State lawmakers are at an impasse over a tax reform plan. And they have decided to take another week to resolve their differences. They will reconvene after Spring break and take up the issue again, in an attempt to break the impasse.

Legislators have been battling much of this week over whether a proposed tax reform plan would raise taxes. House leaders have also indicated that a leadership crisis in the Senate has played a role in the holdup.

The plan the Republicans proposed would reduce the state income tax from 6 percent to 4.5 percent. But it also would eliminate some deductions for charitable donations, and add taxes on auto repair and telecommunication services.

Democrats say the plan would cut taxes for people with lower incomes, and the wealthy, but not the people in between. House minority leader, Rep. Stacey Abrams, brought this to the attention of Republican lawmakers at a committee meeting Tuesday afternoon. The committee, nonetheless, approved the plan and expected a House vote on Wednesday.

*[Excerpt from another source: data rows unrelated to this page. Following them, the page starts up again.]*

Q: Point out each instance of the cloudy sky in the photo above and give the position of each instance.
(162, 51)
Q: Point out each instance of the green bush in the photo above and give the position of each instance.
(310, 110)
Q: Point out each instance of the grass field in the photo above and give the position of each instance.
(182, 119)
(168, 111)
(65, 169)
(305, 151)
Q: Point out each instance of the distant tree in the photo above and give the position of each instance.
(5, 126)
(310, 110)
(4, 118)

But Republicans were forced to agree with Abrams late Wednesday evening.

“As Rep. Abrams pointed out, there was a gap of people in there that were going to have tax increases," said Senate President Pro Tempore Tommie Williams of Lyons, a Republican. "And we’re not about putting tax increases on middle incomes so we’re making some changes so that that bracket of people would not be incurring tax increases.”

Rep. Larry O’Neal of Bonaire, the House majority leader, said since then, lawmakers have been running the numbers to ensure every resident gets a tax cut.

“So many different circumstances exist with literally almost every single Georgian," he said, explaining the holdup. "We had four million tax filers in 2005, and you almost have to run four million scenarios.”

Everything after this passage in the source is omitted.